ニコーラの提案に、今度はエミディオが口を出す。

 

 「元々、この国では身分の釣り合いを見る程度で平民との結婚ができない訳でもないんだったな。それでも貴族達が気にはすると。むしろ、技術を外に出したくないことを理由に、先に養子にしてから愛を育んでも良いのでは?」


 「兄様、それは外堀を埋めるのと同じでは?」


 「外堀を埋めるだなんて大袈裟な。レーナだって、何者かの企みでここにいるかもしれないよ?世の中、色んな事がパズルのピースみたいに繋がっているんだ。パズルは勘で出来ることもあれば、よく見て考えてはめていくこともあるだろう?どんな手段や順序をとっても、最後は同じ物が完成するものだよ」


 エミディオの言葉に、レーナは口をとがらせる。


 「私がここにいるのは、私が騎士として過ごすことを提案したからだ」


 レーナは、ふんと鼻を鳴らし、食事を再開する。魔法の使用を言い訳にしていたが、使用の有無に関わらず、よく食べている。

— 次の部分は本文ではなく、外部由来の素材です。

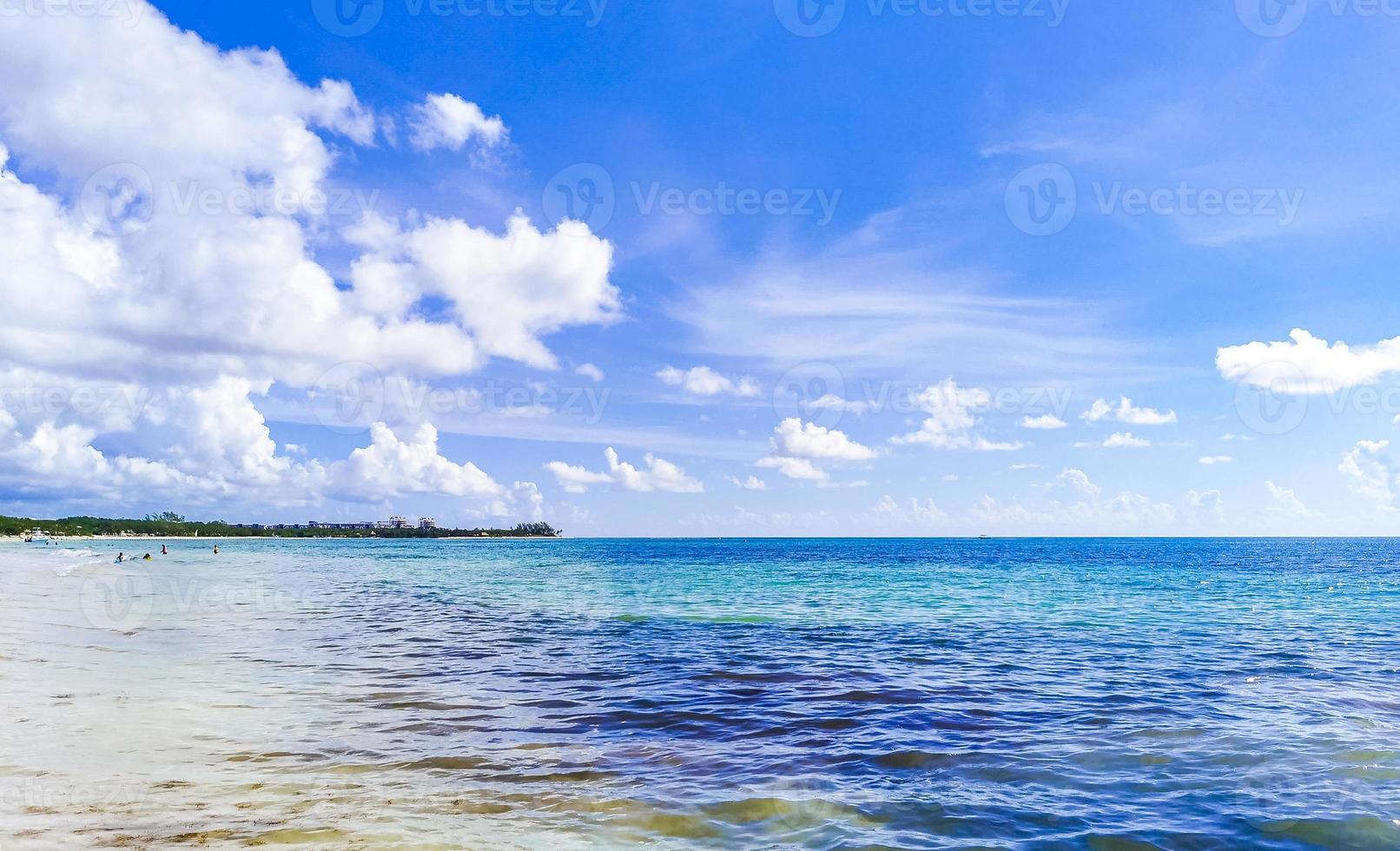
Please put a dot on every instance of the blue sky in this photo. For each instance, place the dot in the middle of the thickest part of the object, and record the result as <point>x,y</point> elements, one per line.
<point>862,280</point>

 「そういうことだ。ファブリツィオも未来を悲観せず、想いを伝えてみると良い」


 ファブリツィオは、少し未来が明るくなった気がした。しかし、そもそも彼女に想い人がいるとか、そんな可能性だってあるのだ。それを何もせずに失恋した気になるなんて。ここは腹をくくって、伝えてみるしかない。

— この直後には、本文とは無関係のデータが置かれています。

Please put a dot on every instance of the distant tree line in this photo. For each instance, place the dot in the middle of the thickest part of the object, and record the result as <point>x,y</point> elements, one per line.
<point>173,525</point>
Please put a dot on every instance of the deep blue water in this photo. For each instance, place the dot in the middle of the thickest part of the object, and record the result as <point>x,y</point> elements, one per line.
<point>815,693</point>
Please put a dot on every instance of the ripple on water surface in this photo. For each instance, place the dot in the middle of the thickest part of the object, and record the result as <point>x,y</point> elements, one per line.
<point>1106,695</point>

 「マリアンジェラ嬢。少し時間をもらっても良いだろうか」


 翌日、善は急げとファブリツィオは縫製工場へ向かった。朝早く、ちょうどマリアンジェラが出勤してきたところに出会すことができた。


 「はい、もちろんです。刺繍のことでしたら、作業場に図案を描くものがありますので」


 「いや、ここでいい。その、刺繍の話ではなくてだな」


 ファブリツィオは視線を彷徨わせると、マリアンジェラは綺麗な眉を歪ませる。


 「もしや、私の家族から何か報せが?」


 「いや!家族のことではなくて、いやいや、ゆくゆくは家族にも話をしなくてはと思うのだが。家族のことと言われたらそらも返答によっては間違いではないのでは?いや、そうではなくて」


 ニコーラは陰から見守っていたが、普段から落ち着いて思慮深く、しかし気さくな一面や驚いた時は意外と大声で突っ込みを入れる、領民から慕われる主が、こんなにもしどろもどろになるのかと、あっけにとられていた。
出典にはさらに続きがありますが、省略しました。